The result file resolved.xml is a copy of the input file bookfile.xml but with the XIncludes resolved. You can validate resolved.xml as a second step. The XInclude fallback feature is implemented in xmllint, as is the XPointer syntax that is supported in xsltproc.

Using XIncluder in XOM to resolve XIncludes

If you want a Java tool to preprocess XIncludes, you can try XIncluder written by Elliotte Rusty Harold. An earlier standalone version was available at ftp://ftp.ibiblio.org/pub/languages/java/javafaq/, but the latest version is part of his XOM package available at http://www.ibiblio.org/xml/XOM/. The package supports the xpointer attribute for selecting content, and includes several tools for integrating the engine into applications. But if you just want to resolve a document so you can validate or process it, you can use a command like the following:

Resolve XIncludes:
java \
    -cp "xom-1.0b8.jar:xom-samples.jar" \
    nu.xom.samples.XIncludeDriver \
    bookfile.xml  >  resolved.xml

Process the resolved file:
java  com.icl.saxon.StyleSheet  resolved.xml \
      docbook-xsl/html/chunk.xsl  base.dir="htmlout/"

You need to specify the CLASSPATH to include the xom-version.jar file from the distribution, as well as the xom-samples.jar file. This example uses the -cp option to specify the CLASSPATH. On Windows systems, replace the colon in the CLASSPATH with a semicolon.

The result file resolved.xml is a copy of the input file bookfile.xml but with the XIncludes resolved. You can validate resolved.xml as a second step. The current version of XIncluder in XOM implements almost all the features of XInclude, including the fallback feature and selection of content using the xpointer attribute (but not the xpointer() scheme within the attribute).

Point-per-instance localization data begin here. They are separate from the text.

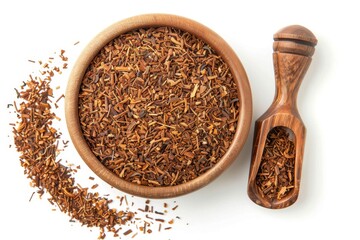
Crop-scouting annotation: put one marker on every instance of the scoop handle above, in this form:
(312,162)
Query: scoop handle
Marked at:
(293,47)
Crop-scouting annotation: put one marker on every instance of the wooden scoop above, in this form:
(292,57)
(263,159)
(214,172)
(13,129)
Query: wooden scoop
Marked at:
(293,48)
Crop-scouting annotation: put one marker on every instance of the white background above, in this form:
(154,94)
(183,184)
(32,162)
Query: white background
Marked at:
(328,101)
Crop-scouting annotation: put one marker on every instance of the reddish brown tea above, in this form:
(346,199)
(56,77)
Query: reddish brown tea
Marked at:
(275,178)
(158,106)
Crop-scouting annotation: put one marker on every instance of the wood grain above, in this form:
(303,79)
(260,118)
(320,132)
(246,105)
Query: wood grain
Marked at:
(153,20)
(293,48)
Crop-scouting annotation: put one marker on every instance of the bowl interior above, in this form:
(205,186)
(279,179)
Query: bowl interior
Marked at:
(157,20)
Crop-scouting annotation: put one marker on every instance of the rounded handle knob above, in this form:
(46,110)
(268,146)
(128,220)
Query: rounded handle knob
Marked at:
(295,39)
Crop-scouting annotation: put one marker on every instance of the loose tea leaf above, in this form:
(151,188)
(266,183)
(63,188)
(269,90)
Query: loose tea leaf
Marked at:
(275,178)
(158,106)
(37,141)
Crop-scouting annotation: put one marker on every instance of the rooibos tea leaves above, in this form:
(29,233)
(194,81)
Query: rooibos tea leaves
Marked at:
(158,106)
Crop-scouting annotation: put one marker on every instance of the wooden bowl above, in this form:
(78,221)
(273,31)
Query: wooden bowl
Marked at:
(153,20)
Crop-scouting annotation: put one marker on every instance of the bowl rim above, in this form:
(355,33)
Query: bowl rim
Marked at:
(157,20)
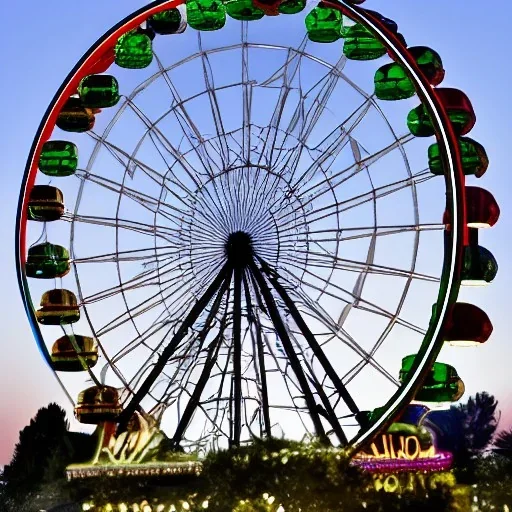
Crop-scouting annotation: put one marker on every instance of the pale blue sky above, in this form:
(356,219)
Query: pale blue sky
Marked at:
(42,42)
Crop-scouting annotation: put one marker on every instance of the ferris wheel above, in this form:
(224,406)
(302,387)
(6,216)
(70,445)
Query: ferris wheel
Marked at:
(249,218)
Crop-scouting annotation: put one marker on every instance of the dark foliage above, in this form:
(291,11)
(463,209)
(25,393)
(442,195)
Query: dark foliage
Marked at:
(466,430)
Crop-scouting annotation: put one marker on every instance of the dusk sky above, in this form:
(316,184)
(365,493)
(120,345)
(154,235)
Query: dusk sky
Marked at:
(43,41)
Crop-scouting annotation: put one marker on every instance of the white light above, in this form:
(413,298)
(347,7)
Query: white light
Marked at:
(463,343)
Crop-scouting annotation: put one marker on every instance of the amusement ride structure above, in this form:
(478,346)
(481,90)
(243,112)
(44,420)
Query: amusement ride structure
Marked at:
(249,218)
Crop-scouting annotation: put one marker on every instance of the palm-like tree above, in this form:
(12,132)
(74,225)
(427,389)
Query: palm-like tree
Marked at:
(466,430)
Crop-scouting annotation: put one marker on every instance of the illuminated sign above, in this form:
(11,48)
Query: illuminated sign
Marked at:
(404,447)
(401,447)
(411,482)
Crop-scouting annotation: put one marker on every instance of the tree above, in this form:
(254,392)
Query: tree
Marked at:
(38,441)
(466,430)
(503,443)
(44,449)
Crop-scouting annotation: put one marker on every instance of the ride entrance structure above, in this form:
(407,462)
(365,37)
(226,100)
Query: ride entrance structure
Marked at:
(242,227)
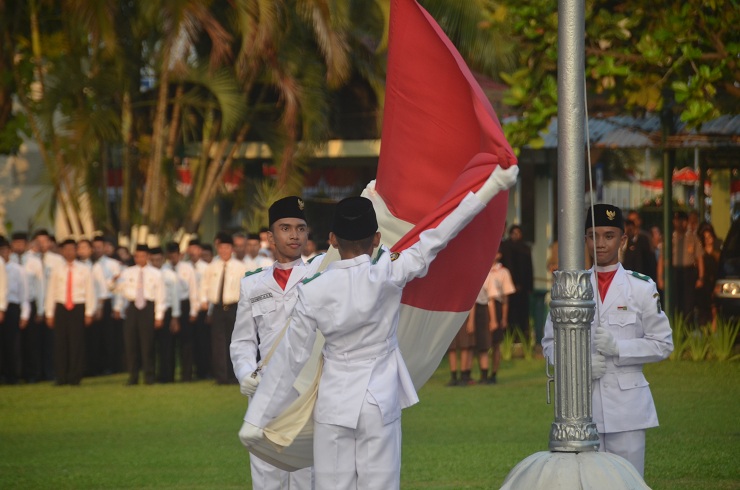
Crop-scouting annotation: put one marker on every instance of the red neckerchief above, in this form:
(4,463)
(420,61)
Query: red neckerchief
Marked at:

Using an XSL-FO processor with XIncludes

If you are generating print output from your DocBook files, you may be using one of the convenience scripts that are supplied with the XSL-FO processor. These convenience scripts can perform the XSLT transformation to XSL-FO and convert that to PDF in one step. They are described in the section “Installing an XSL-FO processor”.

The convenience scripts as they ship are not configured to use an XInclude-aware processor to perform the XSLT transformation to XSL-FO format. Because they do not resolve the XInclude elements before the transformation, the stylesheet will report errors that it has no template to handle xi:include elements.

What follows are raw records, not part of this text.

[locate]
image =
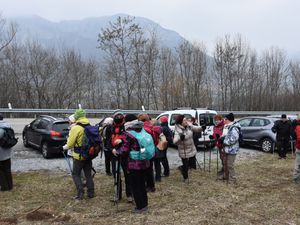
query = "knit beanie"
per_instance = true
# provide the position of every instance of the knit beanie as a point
(79, 113)
(143, 117)
(163, 119)
(230, 117)
(179, 119)
(72, 118)
(118, 118)
(130, 117)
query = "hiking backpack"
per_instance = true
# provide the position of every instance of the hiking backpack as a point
(147, 148)
(241, 141)
(8, 140)
(91, 142)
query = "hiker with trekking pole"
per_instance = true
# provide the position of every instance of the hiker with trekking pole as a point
(137, 146)
(85, 142)
(217, 133)
(230, 141)
(183, 137)
(117, 131)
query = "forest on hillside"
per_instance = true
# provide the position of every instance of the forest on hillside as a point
(136, 71)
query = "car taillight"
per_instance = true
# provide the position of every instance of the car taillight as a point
(55, 133)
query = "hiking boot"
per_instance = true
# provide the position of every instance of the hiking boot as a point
(129, 199)
(150, 189)
(140, 211)
(92, 195)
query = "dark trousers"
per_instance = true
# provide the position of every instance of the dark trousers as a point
(86, 166)
(282, 147)
(150, 176)
(124, 165)
(110, 160)
(185, 168)
(138, 179)
(165, 163)
(192, 163)
(6, 182)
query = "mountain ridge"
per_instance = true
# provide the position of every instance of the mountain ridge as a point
(81, 35)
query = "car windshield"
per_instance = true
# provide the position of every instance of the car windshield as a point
(206, 119)
(61, 126)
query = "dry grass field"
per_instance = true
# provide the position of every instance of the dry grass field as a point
(264, 194)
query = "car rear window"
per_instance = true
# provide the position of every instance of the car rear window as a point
(206, 119)
(173, 118)
(61, 126)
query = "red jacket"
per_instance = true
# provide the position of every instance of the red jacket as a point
(153, 130)
(218, 131)
(297, 131)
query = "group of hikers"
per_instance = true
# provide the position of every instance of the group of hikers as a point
(137, 144)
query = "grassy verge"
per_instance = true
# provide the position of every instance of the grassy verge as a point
(264, 194)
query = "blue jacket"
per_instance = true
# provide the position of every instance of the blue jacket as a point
(231, 141)
(4, 153)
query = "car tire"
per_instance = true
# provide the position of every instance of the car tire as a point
(25, 141)
(266, 145)
(45, 150)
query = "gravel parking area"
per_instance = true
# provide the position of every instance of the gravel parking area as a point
(28, 159)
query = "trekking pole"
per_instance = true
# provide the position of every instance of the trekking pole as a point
(198, 162)
(204, 159)
(117, 181)
(217, 160)
(186, 159)
(226, 167)
(209, 162)
(68, 161)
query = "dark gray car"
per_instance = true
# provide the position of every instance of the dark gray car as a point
(257, 132)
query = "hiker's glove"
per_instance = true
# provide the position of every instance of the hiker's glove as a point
(61, 148)
(114, 152)
(222, 139)
(182, 136)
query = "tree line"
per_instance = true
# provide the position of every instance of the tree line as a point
(136, 70)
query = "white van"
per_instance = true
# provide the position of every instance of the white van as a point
(204, 117)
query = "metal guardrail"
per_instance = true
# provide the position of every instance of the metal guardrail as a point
(70, 111)
(151, 112)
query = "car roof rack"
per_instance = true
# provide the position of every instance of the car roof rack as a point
(49, 117)
(193, 108)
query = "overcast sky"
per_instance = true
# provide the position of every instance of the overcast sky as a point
(263, 23)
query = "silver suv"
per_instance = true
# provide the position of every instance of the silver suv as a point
(257, 132)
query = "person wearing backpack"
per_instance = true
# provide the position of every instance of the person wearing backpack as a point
(183, 137)
(75, 142)
(169, 136)
(282, 128)
(6, 181)
(230, 142)
(106, 133)
(154, 131)
(129, 146)
(296, 134)
(118, 129)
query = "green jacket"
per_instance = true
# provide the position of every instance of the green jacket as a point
(76, 136)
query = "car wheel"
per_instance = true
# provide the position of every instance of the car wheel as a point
(266, 145)
(45, 150)
(25, 141)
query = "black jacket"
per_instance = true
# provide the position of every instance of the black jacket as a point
(282, 129)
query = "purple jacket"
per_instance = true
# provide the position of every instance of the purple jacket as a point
(129, 143)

If the convenience script is in an editable form, and if you understand its scripting language, then you can modify it to use an XInclude-aware XSLT processor in the first step. If you do that, then you will have to remember to repeat the process each time the XSL-FO processor and convenience script is updated. Fortunately, the convenience scripts do not have to perform the XSLT transformation step; they can be used to just convert the XSL-FO to PDF.

The easiest solution is to break the processing into two steps. First use an XInclude-aware processor to generate the XSL-FO file, and then process that file with the convenience script supplied by your XSL-FO processor. That scheme lets you choose any of the XInclude processors described earlier, choosing the one that best meets your needs. It also avoids having to understand and edit the convenience script to splice in an XInclude-aware processor.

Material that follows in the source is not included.